The first few bytes of a file, depending on the purported type indicated by its file extension, may provide immediately useful feedback as to the nature of the file modification. More strictly-defined formats (e.g., PDF, PNG, JPG, XLSX) are of particular importance depending on how they adhere to known magic byte sequences. For instance, a typical PDF header is provided below:

Header analysis

Now, if the same file is overwritten with encrypted contents, the header would look something like this:

Header analysis encrypted

Visually, an analyst can spot the obvious differences. Programmatically, we can compare the encrypted contents with an expected standard PDF magic byte sequence ({0x25, 0x50, 0x44, 0x46} or “%PDF”) to determine that there is a mismatch and that the file does not adhere to the expected format.

Analysis caveats

It is important to note that these two metrics, while very useful and insightful, should not be considered silver bullets for determining anomalous behavior. Header analysis may be prone to false positives if you do not accurately account for how benign applications may modify certain file types that do not meet the most common expected magic byte sequences. Entropy may also be misleading when looking at binary or compressed data if expected ranges are not properly calibrated. To minimize false positive risk, it is best to weigh anomalous activity that spans multiple file extensions and types to a higher degree than individual events.

Demo videos

The videos below demonstrate the two basic modes of the DCART framework: collection and analysis.

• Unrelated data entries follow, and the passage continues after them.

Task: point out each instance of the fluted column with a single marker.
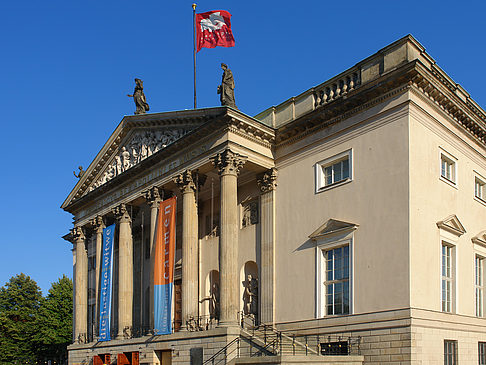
(153, 198)
(187, 183)
(229, 165)
(125, 272)
(98, 225)
(81, 286)
(267, 183)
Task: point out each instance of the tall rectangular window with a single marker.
(450, 352)
(479, 189)
(337, 281)
(479, 285)
(448, 168)
(482, 353)
(447, 277)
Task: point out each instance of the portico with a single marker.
(197, 172)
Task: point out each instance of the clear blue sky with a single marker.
(67, 66)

The first video starts with the driver service and collection script being launched. Once the initial setup is complete, an InfiniteTear ransomware sample is detonated. The event data is then monitored until the collection script terminates after it has reached its 1000 event threshold.

The second video shows the previously captured event data being analyzed. Certain event data entries are highlighted as being particularly anomalous.


With event traces stored offline in a central repository, devising an approach to automated testing is rather straightforward. Any changes to the codebase would need to be tested against all stored traces to ensure there are no regressions in efficacy. If core changes to the detection logic are being made, event scoring changes should be expected, though the net result would ideally maintain at least the same number of sample detections, with the end goal being to eventually reach a 100% detection rate for all stored traces.

A simple batch file could be utilized to invoke the python interpreter and the analysis script with one of the event traces as the sole argument.

Batch Python file

A more pragmatic approach would be to enumerate the contents of the directory, analyze each file as it is encountered, and then log the calculated score.

Future work

While this project forms a great foundation to build from for developing a behavioral ransomware detection framework, it would require much more work to reach anything resembling a production-ready state. To provide more value as a proof of concept testing tool, however, the following improvements could be made:

  • Driver code would need to be overhauled and stabilized
  • Improve performance of the Python collector code
  • Provide a sample trace corpus


All relevant source code pertaining to this project has been posted to the DCART project on the Elastic GitHub repository.